Working with government means you're usually behind the curve, and its decisions often seem random. After many committee meetings, and poll-trolling, Word will come down that grants for this or that are available. Then, every city worth its grant writer will miraculously find a need which must be filled to save the sky from falling. In ensuing years I’ve often thought that if the government decided it was giving grants for fertilizer, we’d wake up one morning to find Warren Street covered in horse shit.

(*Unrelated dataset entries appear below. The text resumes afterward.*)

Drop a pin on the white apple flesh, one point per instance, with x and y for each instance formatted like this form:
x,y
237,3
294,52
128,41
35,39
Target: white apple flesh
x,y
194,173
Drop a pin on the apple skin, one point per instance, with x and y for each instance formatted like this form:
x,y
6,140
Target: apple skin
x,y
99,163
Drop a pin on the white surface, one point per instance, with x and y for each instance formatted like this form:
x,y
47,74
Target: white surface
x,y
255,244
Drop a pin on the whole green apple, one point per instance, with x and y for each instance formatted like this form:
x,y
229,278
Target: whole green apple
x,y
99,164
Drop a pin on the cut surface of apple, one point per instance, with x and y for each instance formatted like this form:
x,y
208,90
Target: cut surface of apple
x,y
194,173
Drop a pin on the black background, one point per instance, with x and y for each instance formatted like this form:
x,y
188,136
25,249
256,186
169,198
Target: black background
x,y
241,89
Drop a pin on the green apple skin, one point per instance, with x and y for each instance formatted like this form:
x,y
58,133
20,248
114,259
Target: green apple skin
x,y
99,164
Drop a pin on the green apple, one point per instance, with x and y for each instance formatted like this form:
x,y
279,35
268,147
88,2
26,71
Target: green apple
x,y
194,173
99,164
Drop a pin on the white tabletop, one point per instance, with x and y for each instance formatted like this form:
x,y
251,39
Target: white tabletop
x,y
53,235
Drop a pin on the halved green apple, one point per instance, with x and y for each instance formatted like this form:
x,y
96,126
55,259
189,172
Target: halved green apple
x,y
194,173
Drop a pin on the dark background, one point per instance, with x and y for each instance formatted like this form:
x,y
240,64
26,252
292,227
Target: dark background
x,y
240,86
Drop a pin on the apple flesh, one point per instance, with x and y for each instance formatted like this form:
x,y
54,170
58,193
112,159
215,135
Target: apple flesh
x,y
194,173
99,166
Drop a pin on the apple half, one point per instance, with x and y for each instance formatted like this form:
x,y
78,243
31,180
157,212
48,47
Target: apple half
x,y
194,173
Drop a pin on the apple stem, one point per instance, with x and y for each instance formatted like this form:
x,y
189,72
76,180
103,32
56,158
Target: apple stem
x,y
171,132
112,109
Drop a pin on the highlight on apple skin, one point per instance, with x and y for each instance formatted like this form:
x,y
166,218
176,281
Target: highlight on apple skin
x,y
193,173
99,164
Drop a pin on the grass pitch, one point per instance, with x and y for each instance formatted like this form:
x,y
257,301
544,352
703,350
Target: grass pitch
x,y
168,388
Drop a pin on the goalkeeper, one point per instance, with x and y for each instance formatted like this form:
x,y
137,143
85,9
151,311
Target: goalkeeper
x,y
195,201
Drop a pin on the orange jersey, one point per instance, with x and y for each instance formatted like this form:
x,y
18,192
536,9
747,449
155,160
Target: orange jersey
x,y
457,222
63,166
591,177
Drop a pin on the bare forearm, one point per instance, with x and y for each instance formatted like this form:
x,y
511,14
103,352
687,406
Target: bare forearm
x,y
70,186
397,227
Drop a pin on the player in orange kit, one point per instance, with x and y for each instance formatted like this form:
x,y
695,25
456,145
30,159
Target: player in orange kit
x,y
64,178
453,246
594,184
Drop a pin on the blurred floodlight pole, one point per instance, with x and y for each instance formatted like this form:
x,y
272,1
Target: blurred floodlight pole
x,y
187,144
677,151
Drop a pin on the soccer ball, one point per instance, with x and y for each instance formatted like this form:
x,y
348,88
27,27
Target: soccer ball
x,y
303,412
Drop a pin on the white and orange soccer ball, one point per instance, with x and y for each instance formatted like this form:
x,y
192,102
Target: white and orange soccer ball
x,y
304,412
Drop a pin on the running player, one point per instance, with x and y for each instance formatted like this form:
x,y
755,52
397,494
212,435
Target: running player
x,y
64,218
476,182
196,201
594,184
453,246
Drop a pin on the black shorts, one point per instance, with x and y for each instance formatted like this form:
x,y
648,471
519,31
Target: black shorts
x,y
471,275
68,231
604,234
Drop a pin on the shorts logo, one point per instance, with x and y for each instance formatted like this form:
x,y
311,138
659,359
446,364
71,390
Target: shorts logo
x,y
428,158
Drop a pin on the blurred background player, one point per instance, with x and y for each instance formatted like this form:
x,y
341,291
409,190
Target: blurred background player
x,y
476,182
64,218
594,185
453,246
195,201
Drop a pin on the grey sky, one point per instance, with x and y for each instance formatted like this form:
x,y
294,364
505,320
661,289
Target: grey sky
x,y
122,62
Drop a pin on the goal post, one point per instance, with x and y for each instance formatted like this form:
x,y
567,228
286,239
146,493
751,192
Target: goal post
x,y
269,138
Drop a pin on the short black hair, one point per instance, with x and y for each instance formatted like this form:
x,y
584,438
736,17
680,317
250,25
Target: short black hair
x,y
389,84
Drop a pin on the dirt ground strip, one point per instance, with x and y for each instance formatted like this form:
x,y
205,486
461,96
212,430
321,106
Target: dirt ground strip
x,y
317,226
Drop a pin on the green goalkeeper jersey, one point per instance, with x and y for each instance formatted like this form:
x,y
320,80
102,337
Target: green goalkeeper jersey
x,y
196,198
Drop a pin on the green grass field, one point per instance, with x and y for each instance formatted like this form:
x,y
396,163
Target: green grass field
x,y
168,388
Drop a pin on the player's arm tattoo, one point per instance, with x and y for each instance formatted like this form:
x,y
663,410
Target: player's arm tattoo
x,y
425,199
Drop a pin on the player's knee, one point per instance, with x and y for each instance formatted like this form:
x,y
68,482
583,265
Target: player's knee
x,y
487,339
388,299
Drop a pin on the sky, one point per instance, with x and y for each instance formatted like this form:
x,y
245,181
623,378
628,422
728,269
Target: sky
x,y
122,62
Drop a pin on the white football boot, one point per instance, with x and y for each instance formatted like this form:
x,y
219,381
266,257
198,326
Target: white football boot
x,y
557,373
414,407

So during one of its Eureka! moments, government realized that owner-occupied housing stabilizes a neighborhood. Hudson applied for grants to build some, and when they were awarded, as Captain Picard would say, we were asked to “Make it so, Number Two.” So we started building on one of the worst streets in Hudson – nice little 3 bedroom ranches on small but separate infill lots. And started selling them. We were knocking on our tenants’ doors to tell them of this opportunity. Word of mouth got out, and we were getting calls.
It was a pretty simple and straightforward deal for the buyers. They received a $15,000 no-interest loan towards their purchase price. For every year they lived in the house, $3000 was forgiven, so if they stayed five years, the loan was forgiven completely.
We were on a roll, and had built 13 houses, when our architect clued us in that B, the unscrupulous new director of the community development agency and her husband S had been shopping our materials suppliers with our blueprints. Apparently they figured if we could do it, so could they. But they couldn’t. Our construction came to a screeching halt, and although we were still fielding lots of calls about the houses, we told people to call the community development office. Sadly, but not surprisingly, not a single additional house was ever built when we stopped. Sometimes, while it’s good to be vindicated, it’s not really good overall.
Epilogue: B and S didn’t last too long afterwards in Hudson, but not before making all kinds of internal deals, in which the community development agency passed along all its money to S’s private non-profit to “develop”, thereby squeezing two layers of administrative fees, and God knows what else, out of each round of funds. She also “sold” many of the city’s loans to her husband’s private non-profit company, and later bought them back when he’d made a mess of things and needed quick cash. Amazingly, none of this came to light while it was happening, despite my very loud protesting to anyone who’d listen.
P.S. I called them B & S because it reminds me of b.s., which is what this duo fed the city during their years here.